At Eurosatory 2016, MBDA is presenting its medium-range land combat missile system MMP integrated on four different combat platforms, thereby demonstrating the exceptional modularity of this missile. Ideally suited for dismounted combat, MMP can also provide the main armament on light vehicles or be incorporated as a complementary armament on the turrets of heavy combat vehicles, reusing the existing electro-optics.
A first embedded configuration consists of the current infantry firing post that can be directly adapted to the upper platform of light vehicles. Thus, close combat units, as well as special forces, can instantly give non-dedicated vehicles an anti-tank capability to operate in theatres requiring mobility and stealth. This configuration is also on show at Eurosatory on a special forces SHERPA vehicle being displayed on the Renault Trucks Defense stand.
MBDA has also launched design studies for a 250 kg motorised turret for light armoured vehicles. A first prototype of this turret – called IMPACT – is being presented on MBDA’s stand mounted on the Dagger, a small armoured vehicle produced by Renault Trucks Defense.
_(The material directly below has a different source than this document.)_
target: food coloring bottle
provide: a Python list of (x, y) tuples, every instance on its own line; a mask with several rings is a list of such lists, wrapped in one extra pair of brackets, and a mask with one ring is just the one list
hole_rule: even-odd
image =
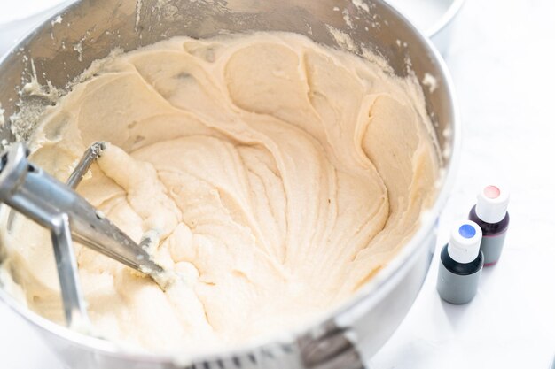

IMPACT carries the day/night sensors of the MMP fire control, as well as two ready-to-fire missiles and a 7.62 mm self-protection machine gun and its ammunition. The firing post commands are displayed remotely in the vehicle cab so that the crew remains safe from enemy fire and adverse weather conditions thereby increasing permanency in combat.
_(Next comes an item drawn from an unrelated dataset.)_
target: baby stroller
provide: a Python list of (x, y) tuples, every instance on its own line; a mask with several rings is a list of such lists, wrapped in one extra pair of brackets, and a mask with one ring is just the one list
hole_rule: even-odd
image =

In addition, the MPCV turret, currently in series production for several foreign clients in its air defence version armed with four Mistral missiles, is also available in a land combat version reusing the same firing optronics. This version, adapted to medium tonnage vehicles, offers considerable firepower with its four MMPs installed in individual launchers plus four missiles in the hold.
The MMP is also presented integrated in the T40 turret that will equip JAGUAR, the French army's future Armoured Reconnaissance and Combat Vehicle. On show on the Nexter stand, this two-missile turret configuration demonstrates that the MMP can be easily operated through the fire control on the carrier. These extremely mobile armoured vehicles can therefore be equipped to destroy all types of targets, even the most hardened, at a range of over 4,000 meters, with all the precision and collateral damage prevention qualities that characterise MMP.
MMP is a latest-generation land combat missile fully adapted to modern conflict. It will replace the Milan and Javelin anti-tank missiles of the French Army and the special forces from 2017 onwards as well as HOT in use French cavalry units. It is a "fire-and-forget" missile with a 4,000-meter range, a dual mode seeker (uncooled infrared and visible colour channels) and also a fibre-optic data link making it possible to maintain "man-in-the-loop" control. This capability gives it unmatched accuracy and minimizes the risk of collateral damage. The missile's multi-purpose military charge (anti-tank, anti-personnel and anti-infrastructure) can defeat targets ranging from heavy tanks with reactive armour to infantry entrenched in an infrastructure.